Most of the audiological assessments and clinical history of the affected members showed a prelingual (92.59%, 75/81), symmetrical (97.53%, 79/81), bilateral (100%, 81/81), non-syndromic (100%, 81/81), sensorineural (100%, 81/81) HL (Fig. 4). Only a few showed a postlingual (7.41%, 6/81) and asymmetrical (2.47%, 2/81) HL. Analysis of the high-resolution CT scan of the temporal bone in the affected members showed a normal middle and inner ear structure.

Fig. 4
figure 4

Audiological phenotype of MYO15A-related HL

The cases showed large variations in the degree of HL. The degree of HL was profound in 61 cases (75.30%, 61/81), severe in 12 (14.81%, 12/81), moderately severe in 4 (4.94%, 4/81), moderate in 3 (3.70%, 3/81) and mild in 1 (1.22%, 1/81). The last had the right ear with a mild HL and the left ear with a profound HL. Audiogram forms showed 6 cases with a flat type, 50 cases with total deafness, 10 cases with a descending type, whereas 24 remained undefined.

The age of onset among cases ranged from a few days after birth to 41 years. The hearing loss in 79.01% (64/81) of the cases appeared at birth, in 13.58% (11/81) was detected during the first 1–3 years, in 6.17% (5/81) HL arose around the age of 4–10 years, in 1.23% (1/81) was reported after 18 years (with severe deafness in the left ear and moderate deafness in the right ear, especially at the age of 41). (Fig. 5).

Fig. 5
figure 5

Age of onset of MYO15A-related HL

In our study, it was found that the genotype–phenotype correlation between the variants in the MYO15A gene and the HL in some cases was different from that of the others. For example, the cases M80 and M646 with an asymmetric unilateral severe deafness bore the compound heterozygous variants c.2957delC(p.Thr986fs)/c.9478C < T(p.Leu3160Phe) and c.1179insC(p.Glu396Argfs*36)/c.1261C > T (p.Pro421Ser), respectively. (Fig. 6).

Fig. 6
figure 6

The audiograms and the pedigree of case M80 (a, b) and M646 (c, d)

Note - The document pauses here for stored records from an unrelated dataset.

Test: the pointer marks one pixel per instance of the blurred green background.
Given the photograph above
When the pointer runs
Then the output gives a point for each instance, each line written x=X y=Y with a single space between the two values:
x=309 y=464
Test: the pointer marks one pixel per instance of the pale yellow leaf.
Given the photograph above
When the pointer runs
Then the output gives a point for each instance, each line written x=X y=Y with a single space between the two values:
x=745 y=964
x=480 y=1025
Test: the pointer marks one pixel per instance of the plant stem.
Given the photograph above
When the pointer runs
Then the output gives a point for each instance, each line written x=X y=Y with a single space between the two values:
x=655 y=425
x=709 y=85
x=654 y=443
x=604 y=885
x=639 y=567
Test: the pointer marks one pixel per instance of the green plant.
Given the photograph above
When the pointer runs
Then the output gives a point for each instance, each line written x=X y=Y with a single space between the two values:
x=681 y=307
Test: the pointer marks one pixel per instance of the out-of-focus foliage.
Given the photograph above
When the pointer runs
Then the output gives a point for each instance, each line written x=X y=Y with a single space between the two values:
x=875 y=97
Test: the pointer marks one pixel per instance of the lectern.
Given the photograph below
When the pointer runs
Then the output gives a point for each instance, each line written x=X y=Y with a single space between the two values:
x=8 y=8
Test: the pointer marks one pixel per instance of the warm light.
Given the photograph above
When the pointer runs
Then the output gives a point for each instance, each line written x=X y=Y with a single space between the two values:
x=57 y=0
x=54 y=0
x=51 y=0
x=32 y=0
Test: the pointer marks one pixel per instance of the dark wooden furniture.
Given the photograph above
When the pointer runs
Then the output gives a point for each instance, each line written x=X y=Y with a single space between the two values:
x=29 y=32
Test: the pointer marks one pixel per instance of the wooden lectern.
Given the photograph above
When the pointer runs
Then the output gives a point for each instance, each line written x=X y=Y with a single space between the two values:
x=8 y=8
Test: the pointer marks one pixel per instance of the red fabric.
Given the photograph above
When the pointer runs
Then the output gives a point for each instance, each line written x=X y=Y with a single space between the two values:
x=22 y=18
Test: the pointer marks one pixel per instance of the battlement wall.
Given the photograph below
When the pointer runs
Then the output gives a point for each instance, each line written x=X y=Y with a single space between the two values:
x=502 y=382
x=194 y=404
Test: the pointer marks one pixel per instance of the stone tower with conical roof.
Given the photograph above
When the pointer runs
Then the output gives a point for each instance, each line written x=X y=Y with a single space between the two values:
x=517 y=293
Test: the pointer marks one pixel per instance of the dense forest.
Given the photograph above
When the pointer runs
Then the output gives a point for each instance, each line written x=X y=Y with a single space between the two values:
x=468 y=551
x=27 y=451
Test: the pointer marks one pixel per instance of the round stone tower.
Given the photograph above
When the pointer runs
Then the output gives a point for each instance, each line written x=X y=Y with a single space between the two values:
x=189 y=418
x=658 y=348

Affected subjects also showed progression with the different onset of HL. Case M623 with c.10251_10253delCTT homozygous variants was found in this study, who passed the hearing screening at birth, but was diagnosed with HL at the age of 3 and the HL demonstrated a progressive trait. His brother carrying the same c.10251_10253delCTT homozygous variant showed severe bilateral sensorineural HL at the age of 3 years.

Through the telephone follow-up of 56 MYO15A-related cases, the effect of using hearing aids and cochlea implants was satisfactory in most of the participants.


Mutations in MYO15A were initially identified in HL individuals of consanguineous families from Bengkala, Bali in 1995 [12, 13]. Screening for the reported variants in the MYO15A gene with 66 exons was a very difficult and expensive task at that time. Therefore, the MYO15A gene was rarely sequenced in familial segregated deafness unless significant genetic linkage data implicated the presence of the DFNB3 locus. Instead, efforts were invested in screening for variations in smaller genes that have been identified as important contributors to inherited HL in humans, such as GJB2, which has only one protein-coding exon. The widespread contribution of MYO15A mutations on human HL was not recognized until the NGS became cost-effective and widely adopted around the world [20]. Now, mutations in MYO15A are a widely recognized cause of recessively inherited NSHL globally. More than 200 MYO15A variants have previously been reported ranging along with the domains and motifs of the encoded by MYO15A protein myosin XVA (Table 5) [8, 11, 13, 20,21,22,23,24,25,26,27,28,29,30,31,32,33,34,35,36,37,38,39,40,41,42,43,44,45,46,47,48,49,50,51,52,53,54,55,56,57,58,59,60,61,62,63,64,65,66,67,68].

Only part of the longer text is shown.